CRIB — A Groundbreaking Addition to Blood Group Science

The recent discovery of the CRIB blood group marks a significant advancement in transfusion medicine, presenting unique challenges and opportunities for critical care, prenatal diagnostics, and global blood donation protocols. This information is crucial for professionals involved in patient care, especially those managing complex transfusions and surgeries, as it highlights the increasing importance of understanding rare blood types.

What is CRIB?

• CRIB is a newly identified, extremely rare human blood group.
• It was discovered in a 38-year-old woman from Kolar, near Bengaluru, India, who is currently the only confirmed individual known to have this blood type worldwide.
• The name CRIB is derived from CR (representing the Cromer blood group system it is classified under) and IB (for India, Bengaluru, where the discovery occurred).
• Symbolically, CRIB also stands for “Chromosome Region Identified as Blood group,” highlighting its potential relevance in newborn and fetal medicine.
• It is classified under the INRA (Indian Rare Antigen) system, officially recognized by the International Society of Blood Transfusion (ISBT) in 2022.

Key Characteristics and Clinical Challenges of CRIB

• Uniqueness: CRIB falls outside the commonly known ABO and Rh systems. Its distinctiveness lies in the absence of a high-prevalence antigen that is present in most individuals.
• Panreactivity: The blood of the patient with CRIB exhibited panreactivity, meaning it reacted incompatibly with all known standard donor samples. This is a critical warning sign for an unknown blood group.
• Transfusion Difficulty: Due to the absence of the high-prevalence antigen, only CRIB-negative blood is compatible for transfusion, making suitable donors exceptionally rare. Even after testing 20 family members of the patient, no match was found.
• Antigen Source: The root cause was identified as a previously unknown antigen within the Cromer blood group system, which is associated with glycoproteins in red blood cell membranes. Until this discovery, no such variant had been documented.
• Antibody Development: Unlike typical scenarios where individuals develop antibodies against rare antigens due to pregnancy or previous transfusions, the patient with CRIB had never received a transfusion, yet her red blood cells reacted as if all donor blood was foreign and incompatible.
• Management of Emergencies: In the case of the index patient, doctors made the high-risk decision to perform cardiac surgery without a transfusion, which was carefully managed. This highlights the extreme challenges posed by such rare blood types.

Clinical Significance and Implications for Practice

• Transfusion Safety: The identification of CRIB enhances global transfusion safety and improves compatibility testing, especially in emergency transfusions and complex surgeries. For patients with CRIB, standard blood transfusions are not possible, posing critical risks during surgeries, pregnancies, or accidents without a compatible rare blood match.
• Prenatal Diagnostics: Early detection of CRIB can significantly help in managing cases of Hemolytic Disease of the Fetus and Newborn (HDFN) and prevent serious complications during pregnancy.
• Organ Transplants: This breakthrough also has positive implications for organ transplant compatibility.
• Rare Donor Registries: This discovery underscores the critical importance of establishing and maintaining rare donor databases and registries. The Rotary Bangalore TTK Blood Centre has already established a Rare Donor Registry in partnership with relevant organizations.
• Advancing Immunohematology: The identification of CRIB reinforces India’s significant contribution to rare blood group research and positions the nation as a key player in global immunohematology. Continued innovation in blood science, enhanced diagnostic tools, and international collaboration are vital for improving outcomes for patients with rare blood groups worldwide.

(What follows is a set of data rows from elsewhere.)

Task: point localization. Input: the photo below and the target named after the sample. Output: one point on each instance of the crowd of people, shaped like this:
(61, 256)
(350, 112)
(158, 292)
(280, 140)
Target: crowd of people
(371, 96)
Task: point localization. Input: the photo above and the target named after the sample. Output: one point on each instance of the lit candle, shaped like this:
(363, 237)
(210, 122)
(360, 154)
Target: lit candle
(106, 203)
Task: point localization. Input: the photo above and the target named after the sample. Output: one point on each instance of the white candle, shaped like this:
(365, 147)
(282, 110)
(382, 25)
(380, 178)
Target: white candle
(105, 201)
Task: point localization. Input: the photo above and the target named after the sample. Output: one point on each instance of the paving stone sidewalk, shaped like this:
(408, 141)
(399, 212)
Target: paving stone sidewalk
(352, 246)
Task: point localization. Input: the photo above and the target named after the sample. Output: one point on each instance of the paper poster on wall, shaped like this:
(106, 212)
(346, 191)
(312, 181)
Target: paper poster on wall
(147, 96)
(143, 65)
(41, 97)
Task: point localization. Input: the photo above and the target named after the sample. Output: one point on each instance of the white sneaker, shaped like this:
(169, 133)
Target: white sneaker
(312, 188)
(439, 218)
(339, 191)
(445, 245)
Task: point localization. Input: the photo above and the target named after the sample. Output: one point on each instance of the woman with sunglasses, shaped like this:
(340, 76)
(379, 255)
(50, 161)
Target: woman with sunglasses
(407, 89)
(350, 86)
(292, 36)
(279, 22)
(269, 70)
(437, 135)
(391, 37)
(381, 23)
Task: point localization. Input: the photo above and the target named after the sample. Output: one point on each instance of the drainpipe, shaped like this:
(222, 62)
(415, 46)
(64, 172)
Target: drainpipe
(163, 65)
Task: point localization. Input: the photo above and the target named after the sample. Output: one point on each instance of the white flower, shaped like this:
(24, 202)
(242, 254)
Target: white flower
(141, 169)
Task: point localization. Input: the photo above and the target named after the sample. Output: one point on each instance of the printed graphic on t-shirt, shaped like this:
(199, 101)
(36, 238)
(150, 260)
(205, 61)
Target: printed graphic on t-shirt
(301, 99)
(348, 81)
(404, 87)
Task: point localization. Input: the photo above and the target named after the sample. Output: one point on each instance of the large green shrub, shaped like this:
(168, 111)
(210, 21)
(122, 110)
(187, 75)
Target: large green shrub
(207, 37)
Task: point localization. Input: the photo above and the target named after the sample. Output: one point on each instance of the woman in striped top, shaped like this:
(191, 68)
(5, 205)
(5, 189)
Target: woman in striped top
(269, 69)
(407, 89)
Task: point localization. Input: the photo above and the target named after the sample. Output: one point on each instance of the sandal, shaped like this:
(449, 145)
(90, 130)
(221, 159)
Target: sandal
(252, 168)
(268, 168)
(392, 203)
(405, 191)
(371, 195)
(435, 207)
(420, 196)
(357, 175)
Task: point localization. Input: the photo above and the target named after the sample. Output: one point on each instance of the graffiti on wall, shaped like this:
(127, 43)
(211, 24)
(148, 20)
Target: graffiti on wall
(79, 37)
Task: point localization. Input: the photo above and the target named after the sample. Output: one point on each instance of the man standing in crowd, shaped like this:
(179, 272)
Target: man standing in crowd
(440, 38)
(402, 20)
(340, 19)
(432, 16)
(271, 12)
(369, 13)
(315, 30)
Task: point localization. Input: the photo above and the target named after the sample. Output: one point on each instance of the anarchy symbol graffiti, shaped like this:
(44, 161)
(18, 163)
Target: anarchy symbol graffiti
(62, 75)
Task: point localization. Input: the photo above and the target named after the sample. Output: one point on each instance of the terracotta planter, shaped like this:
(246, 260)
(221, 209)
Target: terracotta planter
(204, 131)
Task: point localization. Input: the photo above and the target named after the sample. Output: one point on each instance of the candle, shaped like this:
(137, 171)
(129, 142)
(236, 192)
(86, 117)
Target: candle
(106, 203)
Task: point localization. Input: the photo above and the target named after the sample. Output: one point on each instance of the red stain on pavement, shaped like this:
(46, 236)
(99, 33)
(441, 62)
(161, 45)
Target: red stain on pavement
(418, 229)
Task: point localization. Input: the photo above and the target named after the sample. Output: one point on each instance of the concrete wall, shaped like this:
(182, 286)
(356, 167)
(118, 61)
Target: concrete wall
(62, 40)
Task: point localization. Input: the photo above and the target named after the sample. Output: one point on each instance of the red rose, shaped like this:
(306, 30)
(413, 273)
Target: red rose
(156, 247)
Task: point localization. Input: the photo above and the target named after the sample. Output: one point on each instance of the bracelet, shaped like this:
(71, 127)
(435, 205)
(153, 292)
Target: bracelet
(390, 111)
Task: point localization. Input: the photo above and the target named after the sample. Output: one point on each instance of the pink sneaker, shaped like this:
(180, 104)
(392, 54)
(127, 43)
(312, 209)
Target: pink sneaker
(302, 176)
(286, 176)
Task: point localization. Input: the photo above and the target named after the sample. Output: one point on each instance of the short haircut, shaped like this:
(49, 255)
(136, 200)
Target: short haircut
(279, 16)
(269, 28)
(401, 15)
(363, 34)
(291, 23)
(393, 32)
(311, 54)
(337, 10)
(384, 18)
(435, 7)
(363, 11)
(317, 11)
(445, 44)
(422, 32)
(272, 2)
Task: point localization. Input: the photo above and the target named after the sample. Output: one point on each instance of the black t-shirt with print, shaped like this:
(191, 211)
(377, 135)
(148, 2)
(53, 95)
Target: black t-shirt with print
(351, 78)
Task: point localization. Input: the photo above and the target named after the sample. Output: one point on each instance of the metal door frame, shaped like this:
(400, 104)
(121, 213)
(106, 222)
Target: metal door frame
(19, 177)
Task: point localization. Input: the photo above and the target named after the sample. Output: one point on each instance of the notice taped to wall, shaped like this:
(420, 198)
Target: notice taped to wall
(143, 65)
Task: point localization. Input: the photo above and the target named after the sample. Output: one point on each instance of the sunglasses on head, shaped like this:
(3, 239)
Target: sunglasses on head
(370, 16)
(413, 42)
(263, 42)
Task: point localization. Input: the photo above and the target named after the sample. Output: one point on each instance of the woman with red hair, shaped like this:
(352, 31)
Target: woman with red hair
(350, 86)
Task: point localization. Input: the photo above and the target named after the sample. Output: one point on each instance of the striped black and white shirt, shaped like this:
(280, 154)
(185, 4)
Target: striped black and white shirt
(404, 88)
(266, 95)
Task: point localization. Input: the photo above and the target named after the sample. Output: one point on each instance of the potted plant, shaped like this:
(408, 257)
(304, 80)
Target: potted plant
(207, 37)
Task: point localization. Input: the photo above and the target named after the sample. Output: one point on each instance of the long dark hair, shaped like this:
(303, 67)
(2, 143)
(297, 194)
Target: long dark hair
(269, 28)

Already Existing Rare Blood Group Types

Globally, a blood type is considered rare if it affects one in every 1,000 people. The International Society of Blood Transfusion (ISBT) maintains a database of rare blood types and donors, emphasizing the importance of international cooperation to keep these databases updated and relevant.

Examples of already known rare blood types that lack common antigens include:

• Rhhull (Rh null): This is an extremely rare blood type where individuals lack all Rh antigens.
• Bombay (Oh): This rare blood group is characterized by the absence of H antigen on red blood cells, which is a precursor to A and B antigens.
• Jr(a-): Another example of a rare blood type lacking a specific antigen.
• In b negative: The Rotary Bangalore TTK Blood Centre has previously supported multiple rare blood type cases, including In b negative, which have been documented and presented internationally.

For patients with these existing rare blood types, a patient’s family is more likely to share the same rare blood type than random donors. These rare blood types pose significant medical challenges, including:

• No compatible donor found: Similar to CRIB, finding compatible blood for these patients is exceptionally difficult.
• Inability to receive standard blood transfusions: In emergencies, these patients cannot receive standard blood transfusions.
• Critical risks in specific medical scenarios: Pregnancy, surgeries, or accidents may pose critical risks without a rare blood match.

Understanding and preparing for the challenges presented by CRIB and other existing rare blood groups is paramount for medical professionals to ensure patient safety and effective treatment in all critical care scenarios.